I consciously walk a little extra most days subject to time & to a degree weather - if it is absolutely tipping it down I miss the lunchtime 10 minutes and/or the after tea walk the dog around the block. Dillon the Dobermann doesn't like the rain either.

Lunchtime is a ten minute walk around the site at work.  I tend to do this at a brisk pace & shrug the shoulders, concentrate on the breathing & hope to feel refreshed for the rest of the day.  It seems to work.  The later dog walk is a more relaxed affair, slower as dear Dillon likes to stop & sniff on this walk when I want to keep moving.
This set me thinking what I use the time on these walks for.  I wondered if I should be more active on the evening walk or was the slower pace & consequent time for reflection as good for me as the brisk lunchtime walk? 
I've now tried both & have decided for now that both are equally beneficial!  The only thing I have been hoping for is a better nights sleep due to more fresh air & exercise but sad to say that hasn't happened as yet.  I don't sleep well & the sleep monitoring function on the Fitbit seems to reflect this.  But the other benefits of walking are doing me good, even if I can't see the results yet.
One thing I do know is that I won't be giving up the extra walking anytime soon, I enjoy it. 
I've always walked the dog at weekends anyway & that distance can vary from a couple of miles to six or seven, again weather dependant to a degree, & on Sundays I am with a friend I've known for over thirty years.  We just know & understand each other & love to walk.  It's our time to put our world to rights & simply just "be".  You can't put a price on this friendship.  Oh & our dogs love the open air!
Now there is another walking challenge I'm joining - work has started one this week & I'm hoping to increase the motivation to do more & maybe get my head around the amount of unnecessary food I put in my mouth.  I actually eat fairly healthily during the day but evenings are my downfall along with the occasional cake at work when I'm feeling stressed.  I have to change my thinking here.
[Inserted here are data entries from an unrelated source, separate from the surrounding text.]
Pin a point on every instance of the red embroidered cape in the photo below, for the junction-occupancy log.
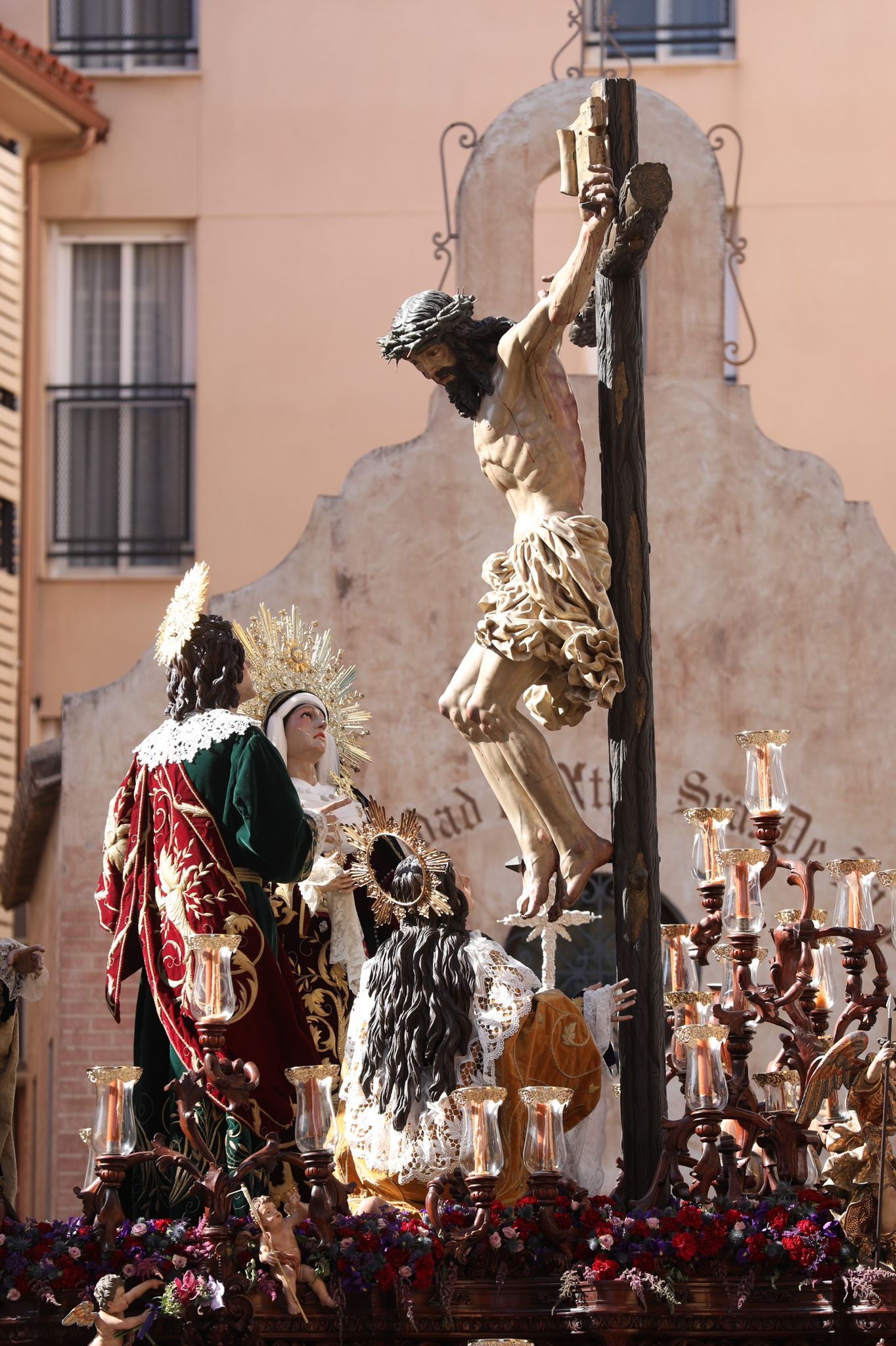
(166, 874)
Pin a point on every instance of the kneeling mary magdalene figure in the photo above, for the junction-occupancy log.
(205, 816)
(443, 1007)
(310, 708)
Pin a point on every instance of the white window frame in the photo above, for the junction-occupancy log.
(62, 240)
(665, 53)
(129, 65)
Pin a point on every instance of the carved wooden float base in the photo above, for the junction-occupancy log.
(603, 1315)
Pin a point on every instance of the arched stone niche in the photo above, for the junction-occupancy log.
(771, 595)
(495, 221)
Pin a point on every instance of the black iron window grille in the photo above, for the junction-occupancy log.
(9, 540)
(656, 30)
(125, 34)
(123, 473)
So why the walking challenges? Walking is good for the soul & the body. It's a simple habit to form & the benefits outweigh every negative.  Physically, emotionally & mentally it clears & refreshes the body in my view.  Positivity is improved & I hope to become a better person all round by the end of the year!

Will I give up the occasional glass of wine, gin or very rare takeaway?  No!  Life's too short to give up things that give me pleasure.  Will I be more mindful about what I do in every part of my life?  Yes I think I will & I think walking more is going to help me in every way - it gives me time to think, to clear my mind, to walk off that cake, not to mention exercise the dog!!

Oh & I'll crank out some extra miles next weekend when I'm a volunteer road/traffic marshall for Kendal Festival of Food.  Two loves in one weekend!